Two entire interminable days of the voyage elapsed before Edward Henry was clever enough to encounter Isabel Joy—the most notorious and the least visible person in the ship. He remembered that she had said: “You won’t see anything of me.” It was easy to ascertain the number of her state-room—a double-berth which she shared with nobody. But it was less easy to find out whether she ever left it, and if so, at what time of day. He could not mount guard in the long corridor; and the stewardesses on the Lithuania were mature, experienced and uncommunicative women, their sole weakness being an occasional tendency to imagine that they, and not the captain, were in supreme charge of the steamer. However, Edward Henry did at last achieve his desire. And on the third morning, at a little before six o’clock, he met a muffled Isabel Joy on the D deck. The D deck was wet, having just been swabbed; and a boat—chosen for that dawn’s boat-drill—ascended past them on its way from sea-level to the dizzy boat-deck above; on the other side of an iron barrier, large crowds of early-rising third-class passengers were standing and talking and staring at the oblong slit of sea which was the only prospect offered by the D deck; it was the first time that Edward Henry aboard had set eyes on a steerage passenger; with all the conceit natural to the occupant of a costly state-room, he had unconsciously assumed that he and his like had sole possession of the ship.

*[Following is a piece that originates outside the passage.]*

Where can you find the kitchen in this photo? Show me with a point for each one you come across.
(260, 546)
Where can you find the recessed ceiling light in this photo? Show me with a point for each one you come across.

Isabel responded to his greeting in a very natural way. The sharp freshness of the summer morning at sea had its tonic effect on both of them; and as for Edward Henry, he lunged and plunged at once into the subject which alone preoccupied and exasperated him. She did not seem to resent it.
“You’d have the satisfaction of helping on a thing that all your friends say ought to be helped,” he argued. “Nobody but you can do it. Without you there’ll be a frost. You would make a lot of money, which you could spend in helping on things of your own. And surely it isn’t the publicity that you’re afraid of!”
“No,” she agreed. “I’m not afraid of publicity.” Her pale grey-blue eyes shone as they regarded the secret dream that for her hung always unseen in the air. And she had a strange, wistful, fragile, feminine mien in her mannish costume.
“But can’t you see it’s humiliating?” cried she, as if interested in the argument.
“It’s not humiliating to do something that you can do well—I know you can do it well—and get a large salary for it, and make the success of a big enterprise by it. If you knew the play—”
“I do know the play,” she said. “We’d lots of us read it in manuscript long ago.”
Edward Henry was somewhat dashed by this information.
“Well, what do you think of it?”
“I think it’s just splendid!” said she with enthusiasm.